I'm new to plowing and need a contract sheet for my customers. What do you guys use for this? Any1 have a template they can send me? musclecarboy AT gmail.com
Thanks


----------



## Quality SR (Oct 25, 2006)

Try searching some old post you may find one. I use the one from Staples or Office Max. They work good and some have 3 copies. Good luck Rich


----------



## musclecarboy (Aug 19, 2007)

Cool. What exactly should I search? Thanks


----------



## Quality SR (Oct 25, 2006)

Look through each Business Management Forum. I know they are there.
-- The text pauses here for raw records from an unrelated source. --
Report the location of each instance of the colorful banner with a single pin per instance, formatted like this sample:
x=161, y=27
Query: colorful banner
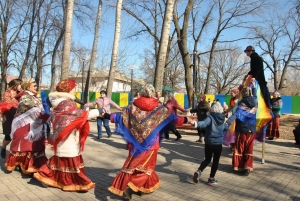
x=290, y=103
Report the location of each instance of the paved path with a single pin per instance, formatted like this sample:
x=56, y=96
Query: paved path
x=277, y=179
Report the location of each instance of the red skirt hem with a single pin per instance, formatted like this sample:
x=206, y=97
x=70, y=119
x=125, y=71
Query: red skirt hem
x=29, y=161
x=65, y=173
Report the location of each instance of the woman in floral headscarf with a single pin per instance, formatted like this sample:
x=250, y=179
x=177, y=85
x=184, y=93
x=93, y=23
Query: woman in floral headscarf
x=140, y=125
x=27, y=146
x=65, y=169
x=245, y=130
x=273, y=128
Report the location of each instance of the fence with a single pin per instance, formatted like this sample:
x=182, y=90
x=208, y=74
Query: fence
x=291, y=104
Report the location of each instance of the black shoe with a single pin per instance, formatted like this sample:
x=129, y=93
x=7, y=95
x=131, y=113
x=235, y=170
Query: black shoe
x=128, y=193
x=3, y=153
x=178, y=138
x=44, y=185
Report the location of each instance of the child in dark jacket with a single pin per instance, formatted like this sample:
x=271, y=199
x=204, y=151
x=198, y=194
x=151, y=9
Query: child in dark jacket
x=214, y=127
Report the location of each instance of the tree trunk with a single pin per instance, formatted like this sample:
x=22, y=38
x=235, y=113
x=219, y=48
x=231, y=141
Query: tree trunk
x=30, y=38
x=183, y=47
x=67, y=40
x=210, y=68
x=163, y=46
x=94, y=53
x=114, y=54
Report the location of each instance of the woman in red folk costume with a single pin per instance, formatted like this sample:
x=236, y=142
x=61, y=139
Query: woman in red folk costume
x=65, y=169
x=8, y=107
x=27, y=146
x=140, y=125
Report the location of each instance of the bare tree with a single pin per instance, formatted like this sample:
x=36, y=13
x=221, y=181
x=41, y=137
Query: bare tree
x=230, y=15
x=67, y=40
x=182, y=41
x=163, y=46
x=114, y=54
x=230, y=66
x=12, y=20
x=94, y=52
x=269, y=37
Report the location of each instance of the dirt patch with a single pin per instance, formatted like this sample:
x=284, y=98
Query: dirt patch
x=287, y=125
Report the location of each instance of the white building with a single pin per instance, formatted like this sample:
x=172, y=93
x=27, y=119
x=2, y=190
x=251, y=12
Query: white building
x=99, y=79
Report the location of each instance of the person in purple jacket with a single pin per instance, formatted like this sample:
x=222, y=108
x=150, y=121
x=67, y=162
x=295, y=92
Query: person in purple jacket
x=103, y=102
x=172, y=106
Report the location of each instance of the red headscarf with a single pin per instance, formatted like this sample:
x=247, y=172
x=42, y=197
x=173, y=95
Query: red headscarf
x=65, y=86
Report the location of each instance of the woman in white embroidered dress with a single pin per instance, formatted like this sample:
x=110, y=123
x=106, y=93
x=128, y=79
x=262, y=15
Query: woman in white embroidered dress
x=27, y=146
x=65, y=169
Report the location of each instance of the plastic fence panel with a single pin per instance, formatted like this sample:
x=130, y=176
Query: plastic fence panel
x=295, y=104
x=123, y=99
x=180, y=99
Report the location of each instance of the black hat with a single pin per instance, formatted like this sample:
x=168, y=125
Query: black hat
x=249, y=48
x=103, y=92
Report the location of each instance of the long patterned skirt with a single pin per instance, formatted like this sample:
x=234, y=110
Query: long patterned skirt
x=30, y=156
x=242, y=158
x=273, y=128
x=66, y=173
x=138, y=174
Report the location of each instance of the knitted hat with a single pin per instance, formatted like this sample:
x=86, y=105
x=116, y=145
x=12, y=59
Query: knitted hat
x=202, y=96
x=246, y=91
x=147, y=91
x=249, y=48
x=171, y=95
x=235, y=91
x=217, y=108
x=26, y=83
x=65, y=86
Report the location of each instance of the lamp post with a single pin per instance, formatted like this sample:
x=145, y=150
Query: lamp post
x=131, y=67
x=82, y=80
x=194, y=77
x=131, y=80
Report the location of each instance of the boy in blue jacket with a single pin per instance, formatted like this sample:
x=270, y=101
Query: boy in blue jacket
x=214, y=126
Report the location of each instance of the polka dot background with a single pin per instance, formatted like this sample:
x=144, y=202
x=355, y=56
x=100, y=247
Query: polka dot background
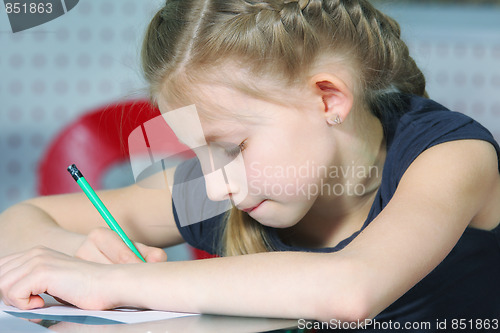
x=51, y=74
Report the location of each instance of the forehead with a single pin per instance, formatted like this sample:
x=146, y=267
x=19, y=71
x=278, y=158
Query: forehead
x=218, y=106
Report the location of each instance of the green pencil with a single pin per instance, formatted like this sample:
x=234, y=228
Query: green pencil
x=106, y=215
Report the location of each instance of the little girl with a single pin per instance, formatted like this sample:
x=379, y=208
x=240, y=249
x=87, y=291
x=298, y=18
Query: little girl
x=354, y=196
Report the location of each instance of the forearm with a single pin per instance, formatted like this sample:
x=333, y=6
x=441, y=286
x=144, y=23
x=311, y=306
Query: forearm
x=279, y=284
x=24, y=226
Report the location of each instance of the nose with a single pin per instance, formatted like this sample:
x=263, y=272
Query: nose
x=219, y=187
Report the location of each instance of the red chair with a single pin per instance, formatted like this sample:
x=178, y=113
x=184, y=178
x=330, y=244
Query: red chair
x=97, y=141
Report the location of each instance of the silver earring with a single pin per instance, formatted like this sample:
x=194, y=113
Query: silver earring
x=334, y=121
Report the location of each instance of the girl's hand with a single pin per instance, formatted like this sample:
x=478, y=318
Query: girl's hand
x=25, y=275
x=104, y=246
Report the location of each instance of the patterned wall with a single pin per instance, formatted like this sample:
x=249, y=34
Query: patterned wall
x=89, y=57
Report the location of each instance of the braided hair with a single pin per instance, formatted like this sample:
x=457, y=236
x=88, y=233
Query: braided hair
x=281, y=40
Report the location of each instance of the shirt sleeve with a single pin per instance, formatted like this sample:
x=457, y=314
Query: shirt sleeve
x=419, y=131
x=199, y=220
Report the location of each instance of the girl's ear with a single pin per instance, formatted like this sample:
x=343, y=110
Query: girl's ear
x=337, y=97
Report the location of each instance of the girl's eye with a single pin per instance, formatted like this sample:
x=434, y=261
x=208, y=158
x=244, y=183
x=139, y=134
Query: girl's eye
x=236, y=150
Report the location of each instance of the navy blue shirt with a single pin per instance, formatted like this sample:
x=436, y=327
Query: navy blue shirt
x=467, y=282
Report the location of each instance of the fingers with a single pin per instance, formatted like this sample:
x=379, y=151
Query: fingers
x=20, y=270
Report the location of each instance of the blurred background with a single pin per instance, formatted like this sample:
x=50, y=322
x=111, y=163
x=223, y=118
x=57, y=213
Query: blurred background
x=89, y=57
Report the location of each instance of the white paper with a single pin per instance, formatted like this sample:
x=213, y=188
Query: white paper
x=128, y=316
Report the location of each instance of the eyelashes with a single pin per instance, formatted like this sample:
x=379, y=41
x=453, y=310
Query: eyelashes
x=236, y=150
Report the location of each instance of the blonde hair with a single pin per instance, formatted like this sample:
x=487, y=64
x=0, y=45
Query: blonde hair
x=189, y=41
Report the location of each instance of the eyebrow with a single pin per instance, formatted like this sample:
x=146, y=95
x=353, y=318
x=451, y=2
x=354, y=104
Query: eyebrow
x=212, y=137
I know Grandview has a sample.


----------



## Quality SR (Oct 25, 2006)

This thread has a sample Bill
http://www.plowsite.com/showthread.php?t=42726

This is a sample Contract..
http://www.plowsite.com/showthread.php?t=39894

Heres another one
http://www.plowsite.com/showthread.php?t=38540

Hope this helps... Rich


----------



## musclecarboy (Aug 19, 2007)

GREAT! thanks for the help man. this is good stuff


----------



## Quality SR (Oct 25, 2006)

No problem anytime. Check out some past posts for anymore info. Alot of questions have been asked already. Good luck


----------